On the first August night I stepped off the Great Northern and was driven down to Browning by Jimmy Fisher, engineer for School District #9, the first thing he did in my teeny apartment was to run a bathtub of water while he carried in my trunk and whisky boxes of books. This was because a new waterline to Browning had just been installed and it had a tendency to airlock, because instead of running in an engineer-measured slant from up by Parsons, the crew found it easier to just dig the ditch for the pipe five feet deep, uphill and down dale. We’ve come a long way since then.
We’ve come somewhat farther than the Army officer who picked out the location of Browning, styling Government Square after a cavalry parade ground. He was impressed by the beautiful flowers blooming everywhere the first time he visited. (Must’ve been June.) Ironically, the town is on a swale which is currently drained through a web of underground pipes. When they are overwhelmed or blocked, basements and even streets fill up with water. Yet, ironically, there is less potable water in the Willow Creek drainage than almost any other stream drainage on the rez.

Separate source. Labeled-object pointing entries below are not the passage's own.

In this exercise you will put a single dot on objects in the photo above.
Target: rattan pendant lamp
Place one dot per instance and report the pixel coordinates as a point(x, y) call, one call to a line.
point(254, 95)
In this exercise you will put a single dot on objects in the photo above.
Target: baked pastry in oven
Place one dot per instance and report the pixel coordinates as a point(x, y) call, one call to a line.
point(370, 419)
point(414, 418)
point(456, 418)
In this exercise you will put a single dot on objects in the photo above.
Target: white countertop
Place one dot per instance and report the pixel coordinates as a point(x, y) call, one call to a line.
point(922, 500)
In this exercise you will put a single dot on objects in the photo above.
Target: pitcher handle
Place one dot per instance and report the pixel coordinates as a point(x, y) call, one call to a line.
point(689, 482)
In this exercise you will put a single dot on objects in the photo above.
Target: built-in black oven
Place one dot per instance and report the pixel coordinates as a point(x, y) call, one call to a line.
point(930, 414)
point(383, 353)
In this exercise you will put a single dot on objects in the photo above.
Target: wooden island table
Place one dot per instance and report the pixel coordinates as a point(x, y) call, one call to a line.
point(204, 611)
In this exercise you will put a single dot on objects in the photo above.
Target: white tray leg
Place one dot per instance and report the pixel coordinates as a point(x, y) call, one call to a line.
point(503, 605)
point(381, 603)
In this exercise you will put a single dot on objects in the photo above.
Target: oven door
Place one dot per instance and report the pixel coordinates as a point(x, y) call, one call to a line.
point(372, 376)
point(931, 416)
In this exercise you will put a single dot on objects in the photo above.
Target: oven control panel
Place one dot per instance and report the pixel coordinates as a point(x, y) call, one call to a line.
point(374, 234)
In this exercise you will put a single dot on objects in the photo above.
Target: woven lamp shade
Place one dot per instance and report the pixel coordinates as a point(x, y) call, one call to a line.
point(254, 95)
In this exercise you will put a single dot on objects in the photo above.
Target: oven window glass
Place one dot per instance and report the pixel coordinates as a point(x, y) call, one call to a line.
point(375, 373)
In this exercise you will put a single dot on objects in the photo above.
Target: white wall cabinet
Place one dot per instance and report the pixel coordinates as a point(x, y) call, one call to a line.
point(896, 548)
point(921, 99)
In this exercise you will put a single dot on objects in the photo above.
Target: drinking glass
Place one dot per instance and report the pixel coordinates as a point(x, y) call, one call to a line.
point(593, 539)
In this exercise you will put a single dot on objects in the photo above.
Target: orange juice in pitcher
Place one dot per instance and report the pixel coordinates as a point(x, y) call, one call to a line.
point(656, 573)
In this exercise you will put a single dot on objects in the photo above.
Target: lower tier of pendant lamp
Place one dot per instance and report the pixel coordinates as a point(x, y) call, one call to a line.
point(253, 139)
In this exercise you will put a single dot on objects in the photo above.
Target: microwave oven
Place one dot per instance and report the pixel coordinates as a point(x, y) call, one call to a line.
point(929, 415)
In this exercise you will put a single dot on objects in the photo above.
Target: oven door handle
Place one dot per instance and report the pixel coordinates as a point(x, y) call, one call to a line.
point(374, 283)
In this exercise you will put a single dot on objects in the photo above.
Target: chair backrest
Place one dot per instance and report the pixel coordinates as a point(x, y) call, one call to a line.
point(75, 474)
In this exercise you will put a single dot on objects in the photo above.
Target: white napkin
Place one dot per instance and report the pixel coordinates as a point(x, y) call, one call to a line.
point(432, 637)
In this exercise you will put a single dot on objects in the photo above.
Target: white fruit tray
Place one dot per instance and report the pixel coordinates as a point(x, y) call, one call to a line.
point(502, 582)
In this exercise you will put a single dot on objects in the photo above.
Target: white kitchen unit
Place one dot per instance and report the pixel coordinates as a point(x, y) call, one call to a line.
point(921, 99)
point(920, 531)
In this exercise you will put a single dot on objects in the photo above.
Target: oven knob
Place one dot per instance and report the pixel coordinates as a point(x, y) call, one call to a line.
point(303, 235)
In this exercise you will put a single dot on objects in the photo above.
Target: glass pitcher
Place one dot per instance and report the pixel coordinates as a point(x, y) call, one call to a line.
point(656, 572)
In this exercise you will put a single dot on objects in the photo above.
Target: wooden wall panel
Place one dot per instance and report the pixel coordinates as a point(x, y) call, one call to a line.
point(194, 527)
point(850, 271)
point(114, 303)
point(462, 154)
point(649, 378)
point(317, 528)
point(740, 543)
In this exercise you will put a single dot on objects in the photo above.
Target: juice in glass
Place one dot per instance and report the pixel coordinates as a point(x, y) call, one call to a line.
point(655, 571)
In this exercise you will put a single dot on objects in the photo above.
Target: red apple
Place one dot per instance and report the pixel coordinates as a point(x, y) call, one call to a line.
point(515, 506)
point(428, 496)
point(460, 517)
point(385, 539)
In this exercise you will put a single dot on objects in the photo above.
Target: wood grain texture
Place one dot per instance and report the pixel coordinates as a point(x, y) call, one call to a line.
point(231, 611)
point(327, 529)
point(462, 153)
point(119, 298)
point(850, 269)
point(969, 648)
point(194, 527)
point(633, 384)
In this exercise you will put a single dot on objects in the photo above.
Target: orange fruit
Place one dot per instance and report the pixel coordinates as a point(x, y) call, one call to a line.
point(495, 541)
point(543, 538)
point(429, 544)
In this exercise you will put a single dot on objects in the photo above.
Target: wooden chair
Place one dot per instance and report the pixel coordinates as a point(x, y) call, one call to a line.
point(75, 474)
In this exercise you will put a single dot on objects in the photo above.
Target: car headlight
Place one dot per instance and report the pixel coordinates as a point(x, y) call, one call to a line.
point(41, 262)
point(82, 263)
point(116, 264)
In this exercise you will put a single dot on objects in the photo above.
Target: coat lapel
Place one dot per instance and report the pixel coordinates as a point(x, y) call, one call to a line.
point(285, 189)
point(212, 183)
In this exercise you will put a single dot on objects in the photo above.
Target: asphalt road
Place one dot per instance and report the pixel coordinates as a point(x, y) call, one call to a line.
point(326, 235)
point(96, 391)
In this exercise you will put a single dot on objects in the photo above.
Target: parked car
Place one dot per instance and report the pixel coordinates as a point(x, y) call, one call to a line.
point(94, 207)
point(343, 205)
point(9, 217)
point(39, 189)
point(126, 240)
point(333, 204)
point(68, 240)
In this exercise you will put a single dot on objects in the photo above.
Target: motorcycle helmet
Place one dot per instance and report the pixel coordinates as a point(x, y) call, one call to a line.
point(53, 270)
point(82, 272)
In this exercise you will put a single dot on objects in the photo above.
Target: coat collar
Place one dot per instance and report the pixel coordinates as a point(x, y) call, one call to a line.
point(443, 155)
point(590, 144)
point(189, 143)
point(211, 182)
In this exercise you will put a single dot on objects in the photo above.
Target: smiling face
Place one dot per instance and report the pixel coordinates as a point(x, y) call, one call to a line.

In the Sixties, a time when most people were afraid to even mention the Baker Massacre 1869 (not everyone calls it that), or the Starvation Winter 1883, or the Dawes Act 1887, the national political scene was finally demanding to bring truth to light. It was a Centennial year for very bad things almost every year, with the 1964 flood as a real-time centerpiece. Now we’ve passed even the fifty year anniversary of that Flood. In 1864 Montana became a territory. In 1889 it became a state. The first governor fell overboard from a ship in Fort Benton and disappeared. Things have been a little rocky ever since.
In the Territorial Centennial year 1964 there was supposed to be a pageant in Depot Coulee, written by Talbot and Betsy Jennings, East Glacier screenwriters with Hollywood credits. There was supposed to be a dance in costume on the parking lot at Teeples, which was then the only Teeples (It's a chain now.) and a major advance from the smaller version a few blocks away. All that was cancelled. North American Indian Days was almost cancelled, but it was decided that coming together was the way to heal.
1885, the year of the formal establishment of the reservation, was also the year the Winters law setting Indian water rights took effect. There was no Centennial celebration in 1985 and consciousness about the existence of the law was nil. It was vague, saying that Blackfeet were entitled to all the water they needed to maintain their lives. Of course, no one thought that meant more than watering horses and trapping beaver. The 19th century assumption was that Indians were defined by their culture but that cultures did not evolve. They thought being born Indian meant being born craving buffalo meat. They had no mental picture of wheeled irrigation machinery watering acres of alfalfa.
Major Steele, Indian Agent
At least not until the Conrad brothers, working through Major Steele and everyone’s favorite Napi-figure, Joe Kipp, figured out how to build Swift Dam on Major Steele’s wife’s allotment. Then it was just a matter of collaborating with the Catholic church to bring in a village of Belgian farmers en masse. History is not all massacres, at least not the bloody kind. Some revolutions are quiet.